Prosecutors say Bahena Rivera, a dairy farm worker who was convicted in May of first-degree murder in the slaying, drove past Tibbetts while she was out for her daily run in Brooklyn, her hometown about 50 miles (80 kilometers) west of Iowa City, and that he thought she was attractive, approached her and killed her after she threatened to call police. They say he partially confessed during a lengthy interrogation a month later and led investigators to the cornfield where her body was found.

During his trial, Bahena Rivera claimed publicly for the first time that two masked men kidnapped him from his trailer and forced him to drive before they came upon Tibbetts on a rural road and one of them stabbed her. He said the men loaded her body into his trunk and instructed him to dispose of it in the cornfield.

The hearing Thursday was to determine whether prosecutors should be ordered to turn over to Bahena Rivera’s lawyers information on sex trafficking investigations in the region where Tibbetts was killed. Brown resisted the defense’s request for that information, calling it a “fishing expedition.”
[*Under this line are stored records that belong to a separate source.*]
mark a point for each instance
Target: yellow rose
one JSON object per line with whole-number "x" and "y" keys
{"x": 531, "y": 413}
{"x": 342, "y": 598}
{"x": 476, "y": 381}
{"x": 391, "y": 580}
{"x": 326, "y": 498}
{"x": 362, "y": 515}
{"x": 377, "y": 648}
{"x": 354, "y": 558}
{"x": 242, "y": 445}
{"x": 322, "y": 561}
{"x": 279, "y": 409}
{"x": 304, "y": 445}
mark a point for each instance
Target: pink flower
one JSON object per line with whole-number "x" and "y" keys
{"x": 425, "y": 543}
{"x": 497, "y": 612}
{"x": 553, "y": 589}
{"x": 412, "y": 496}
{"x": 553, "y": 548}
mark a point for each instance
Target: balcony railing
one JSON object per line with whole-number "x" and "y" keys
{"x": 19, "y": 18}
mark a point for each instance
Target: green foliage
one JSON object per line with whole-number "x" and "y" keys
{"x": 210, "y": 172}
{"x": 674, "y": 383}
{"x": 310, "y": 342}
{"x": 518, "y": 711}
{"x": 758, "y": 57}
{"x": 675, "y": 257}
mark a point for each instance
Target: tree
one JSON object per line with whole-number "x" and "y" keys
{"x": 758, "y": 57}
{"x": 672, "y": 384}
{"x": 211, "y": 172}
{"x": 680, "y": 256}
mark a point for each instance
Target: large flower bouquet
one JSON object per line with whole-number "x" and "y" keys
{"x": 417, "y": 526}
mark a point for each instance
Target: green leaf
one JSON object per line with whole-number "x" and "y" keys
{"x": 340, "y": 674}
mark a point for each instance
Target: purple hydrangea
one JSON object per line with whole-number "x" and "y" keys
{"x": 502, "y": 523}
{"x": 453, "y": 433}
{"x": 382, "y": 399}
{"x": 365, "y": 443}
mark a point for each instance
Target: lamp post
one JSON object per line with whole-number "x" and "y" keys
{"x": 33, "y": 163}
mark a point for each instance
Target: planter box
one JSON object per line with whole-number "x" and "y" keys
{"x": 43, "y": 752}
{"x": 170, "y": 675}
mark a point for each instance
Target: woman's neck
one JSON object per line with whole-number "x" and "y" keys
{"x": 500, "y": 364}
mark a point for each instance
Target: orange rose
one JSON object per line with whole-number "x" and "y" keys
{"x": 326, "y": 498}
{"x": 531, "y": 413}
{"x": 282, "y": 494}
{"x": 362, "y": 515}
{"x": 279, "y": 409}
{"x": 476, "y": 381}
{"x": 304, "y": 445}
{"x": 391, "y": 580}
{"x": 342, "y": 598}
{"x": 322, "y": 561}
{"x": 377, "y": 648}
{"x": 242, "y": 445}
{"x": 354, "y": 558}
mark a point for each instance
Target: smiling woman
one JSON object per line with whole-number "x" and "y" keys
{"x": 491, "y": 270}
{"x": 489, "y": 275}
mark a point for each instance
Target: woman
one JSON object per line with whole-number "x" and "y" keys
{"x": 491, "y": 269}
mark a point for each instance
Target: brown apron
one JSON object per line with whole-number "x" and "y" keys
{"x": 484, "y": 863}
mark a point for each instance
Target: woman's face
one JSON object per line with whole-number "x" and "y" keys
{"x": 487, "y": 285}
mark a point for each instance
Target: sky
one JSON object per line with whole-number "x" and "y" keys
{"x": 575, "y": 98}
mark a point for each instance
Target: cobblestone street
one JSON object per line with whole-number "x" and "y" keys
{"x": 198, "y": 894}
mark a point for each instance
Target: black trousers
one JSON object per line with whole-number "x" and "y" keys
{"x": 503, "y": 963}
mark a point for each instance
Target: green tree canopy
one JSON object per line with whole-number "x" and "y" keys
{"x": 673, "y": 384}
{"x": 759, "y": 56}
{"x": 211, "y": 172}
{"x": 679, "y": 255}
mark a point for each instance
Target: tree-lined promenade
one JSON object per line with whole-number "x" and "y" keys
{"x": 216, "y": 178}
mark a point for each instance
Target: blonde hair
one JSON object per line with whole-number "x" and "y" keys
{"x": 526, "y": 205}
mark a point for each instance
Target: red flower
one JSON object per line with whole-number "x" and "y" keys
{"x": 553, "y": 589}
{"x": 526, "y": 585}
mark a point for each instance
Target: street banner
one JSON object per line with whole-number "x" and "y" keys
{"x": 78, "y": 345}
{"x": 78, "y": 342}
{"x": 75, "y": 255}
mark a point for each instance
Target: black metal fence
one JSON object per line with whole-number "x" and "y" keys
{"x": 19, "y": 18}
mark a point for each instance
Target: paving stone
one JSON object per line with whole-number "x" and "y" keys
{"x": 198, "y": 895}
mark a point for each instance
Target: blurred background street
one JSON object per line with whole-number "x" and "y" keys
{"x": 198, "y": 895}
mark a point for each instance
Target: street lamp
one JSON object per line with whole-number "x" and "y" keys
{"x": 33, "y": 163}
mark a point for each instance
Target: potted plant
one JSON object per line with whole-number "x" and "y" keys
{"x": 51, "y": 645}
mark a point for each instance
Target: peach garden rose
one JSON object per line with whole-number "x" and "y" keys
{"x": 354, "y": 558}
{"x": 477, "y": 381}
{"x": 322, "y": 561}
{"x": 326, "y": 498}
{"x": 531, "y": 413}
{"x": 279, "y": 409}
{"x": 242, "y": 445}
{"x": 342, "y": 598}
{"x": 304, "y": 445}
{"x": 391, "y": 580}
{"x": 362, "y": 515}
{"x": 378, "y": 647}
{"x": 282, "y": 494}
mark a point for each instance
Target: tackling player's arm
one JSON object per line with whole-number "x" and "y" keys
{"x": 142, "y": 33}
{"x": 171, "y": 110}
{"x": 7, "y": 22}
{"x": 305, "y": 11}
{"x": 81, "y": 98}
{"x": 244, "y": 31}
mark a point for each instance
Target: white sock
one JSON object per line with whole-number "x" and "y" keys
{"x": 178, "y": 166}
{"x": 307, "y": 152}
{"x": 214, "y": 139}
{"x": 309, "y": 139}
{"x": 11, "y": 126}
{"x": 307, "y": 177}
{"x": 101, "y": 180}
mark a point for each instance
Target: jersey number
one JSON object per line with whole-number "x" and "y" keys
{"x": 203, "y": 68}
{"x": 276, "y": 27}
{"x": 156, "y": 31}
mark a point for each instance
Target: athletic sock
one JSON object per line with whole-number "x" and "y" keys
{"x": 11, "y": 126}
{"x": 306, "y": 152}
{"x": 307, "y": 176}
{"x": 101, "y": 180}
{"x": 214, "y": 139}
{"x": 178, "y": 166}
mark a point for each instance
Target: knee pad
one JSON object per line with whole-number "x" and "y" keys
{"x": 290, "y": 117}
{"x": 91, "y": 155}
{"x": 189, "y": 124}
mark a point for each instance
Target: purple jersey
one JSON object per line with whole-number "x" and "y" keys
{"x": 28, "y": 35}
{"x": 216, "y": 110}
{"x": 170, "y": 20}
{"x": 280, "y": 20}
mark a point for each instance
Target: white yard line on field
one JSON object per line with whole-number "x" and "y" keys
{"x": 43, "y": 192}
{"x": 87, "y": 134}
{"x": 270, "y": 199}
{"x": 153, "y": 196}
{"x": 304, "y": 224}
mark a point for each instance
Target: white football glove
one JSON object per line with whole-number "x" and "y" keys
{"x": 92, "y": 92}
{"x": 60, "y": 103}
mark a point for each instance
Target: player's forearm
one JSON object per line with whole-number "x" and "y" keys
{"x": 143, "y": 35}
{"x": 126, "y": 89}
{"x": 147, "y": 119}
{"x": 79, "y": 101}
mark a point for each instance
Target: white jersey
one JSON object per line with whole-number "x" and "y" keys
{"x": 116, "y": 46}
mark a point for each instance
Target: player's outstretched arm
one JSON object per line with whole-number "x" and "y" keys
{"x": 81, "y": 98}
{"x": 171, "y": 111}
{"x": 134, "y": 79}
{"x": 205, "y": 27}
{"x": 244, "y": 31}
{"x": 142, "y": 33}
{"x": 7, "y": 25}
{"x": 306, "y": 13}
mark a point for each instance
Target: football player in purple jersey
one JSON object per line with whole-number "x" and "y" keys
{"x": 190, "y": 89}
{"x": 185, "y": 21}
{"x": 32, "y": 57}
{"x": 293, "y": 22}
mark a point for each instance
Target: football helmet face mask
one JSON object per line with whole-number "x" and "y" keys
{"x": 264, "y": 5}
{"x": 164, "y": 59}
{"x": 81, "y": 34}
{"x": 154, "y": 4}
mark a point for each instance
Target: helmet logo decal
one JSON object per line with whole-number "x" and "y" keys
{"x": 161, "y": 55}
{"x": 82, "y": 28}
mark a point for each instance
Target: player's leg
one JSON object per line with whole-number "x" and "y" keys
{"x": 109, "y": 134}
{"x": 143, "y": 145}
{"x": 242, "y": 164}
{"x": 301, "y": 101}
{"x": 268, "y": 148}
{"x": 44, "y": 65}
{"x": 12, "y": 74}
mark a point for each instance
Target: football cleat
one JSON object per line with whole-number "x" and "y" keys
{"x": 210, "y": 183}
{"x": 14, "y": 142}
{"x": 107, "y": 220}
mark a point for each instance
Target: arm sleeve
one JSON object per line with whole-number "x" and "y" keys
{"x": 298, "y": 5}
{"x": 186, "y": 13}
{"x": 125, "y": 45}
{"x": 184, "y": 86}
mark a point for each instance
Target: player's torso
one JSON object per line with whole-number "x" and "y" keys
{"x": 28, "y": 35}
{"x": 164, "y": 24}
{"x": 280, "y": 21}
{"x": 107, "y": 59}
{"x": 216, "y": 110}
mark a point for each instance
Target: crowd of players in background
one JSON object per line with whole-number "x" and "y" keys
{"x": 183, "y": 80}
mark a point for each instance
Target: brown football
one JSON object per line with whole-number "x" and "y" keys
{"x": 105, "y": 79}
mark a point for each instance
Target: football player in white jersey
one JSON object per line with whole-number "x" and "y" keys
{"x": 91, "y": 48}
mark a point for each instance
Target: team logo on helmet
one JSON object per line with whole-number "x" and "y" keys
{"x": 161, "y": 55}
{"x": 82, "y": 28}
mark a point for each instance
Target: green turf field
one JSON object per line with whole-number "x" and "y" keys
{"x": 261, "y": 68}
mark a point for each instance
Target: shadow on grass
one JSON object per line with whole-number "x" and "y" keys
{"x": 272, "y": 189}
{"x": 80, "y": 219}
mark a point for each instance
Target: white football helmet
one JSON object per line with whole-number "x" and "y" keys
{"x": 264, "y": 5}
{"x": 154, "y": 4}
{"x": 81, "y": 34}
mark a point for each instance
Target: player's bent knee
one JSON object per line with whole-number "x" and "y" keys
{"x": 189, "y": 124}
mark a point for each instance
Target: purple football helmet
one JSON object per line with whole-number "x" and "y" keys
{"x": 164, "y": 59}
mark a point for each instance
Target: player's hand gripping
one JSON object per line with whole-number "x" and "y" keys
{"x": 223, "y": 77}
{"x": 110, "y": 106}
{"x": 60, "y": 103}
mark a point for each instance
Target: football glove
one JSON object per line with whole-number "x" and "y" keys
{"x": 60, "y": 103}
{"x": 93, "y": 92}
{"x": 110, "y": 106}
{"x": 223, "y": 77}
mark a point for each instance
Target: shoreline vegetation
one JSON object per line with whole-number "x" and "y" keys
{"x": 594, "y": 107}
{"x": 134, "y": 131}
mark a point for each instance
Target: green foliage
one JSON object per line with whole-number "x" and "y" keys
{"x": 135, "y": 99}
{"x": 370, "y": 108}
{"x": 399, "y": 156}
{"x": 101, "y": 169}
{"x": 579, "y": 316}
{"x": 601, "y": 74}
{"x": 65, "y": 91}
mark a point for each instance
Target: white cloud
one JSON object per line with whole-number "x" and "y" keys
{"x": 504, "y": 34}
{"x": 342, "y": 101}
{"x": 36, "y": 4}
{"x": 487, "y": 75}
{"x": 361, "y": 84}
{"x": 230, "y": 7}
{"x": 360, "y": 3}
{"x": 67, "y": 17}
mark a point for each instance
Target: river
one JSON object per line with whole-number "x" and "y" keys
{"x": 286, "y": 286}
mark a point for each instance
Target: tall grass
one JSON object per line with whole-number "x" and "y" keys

Judge Joel Yates said he would issue a written ruling this week and hold a daylong hearing on July 27 on the defense’s request for a new trial.

Bahena Rivera had been scheduled to be sentenced Thursday to life in prison until his lawyers said they needed more time to investigate the claims of the two new witnesses, who say the 21-year-old told them he helped kill Tibbetts.

Brown said Bahena-Rivera's testimony didn't match those alleged confessions because he made no mention of Tibbetts being held at a secondary location, her body being wrapped in plastic or other details.

Defense lawyers argued that the information from the witnesses could support a link between Tibbetts' death and the May disappearance of an 11-year-old boy from the area, Xavior Harrelson. They noted that a person under scrutiny in that case was previously accused of running a sex trafficking ring out of a home and kidnapping a woman he met in Tibbetts' hometown in May 2018.

Defense lawyer Chad Frese said prosecutors should have disclosed information related to those allegations, which were investigated in 2019 but did not result in charges. He said it was odd that such a small, rural area has had so many reported abductions.

“There’s something rotten within this area and they don’t want to provide us any information,” he said.

Brown said it was “unconscionable” that defense lawyers publicly revealed information about the ongoing investigation into the boy's disappearance, and that it was not connected to Tibbetts' death.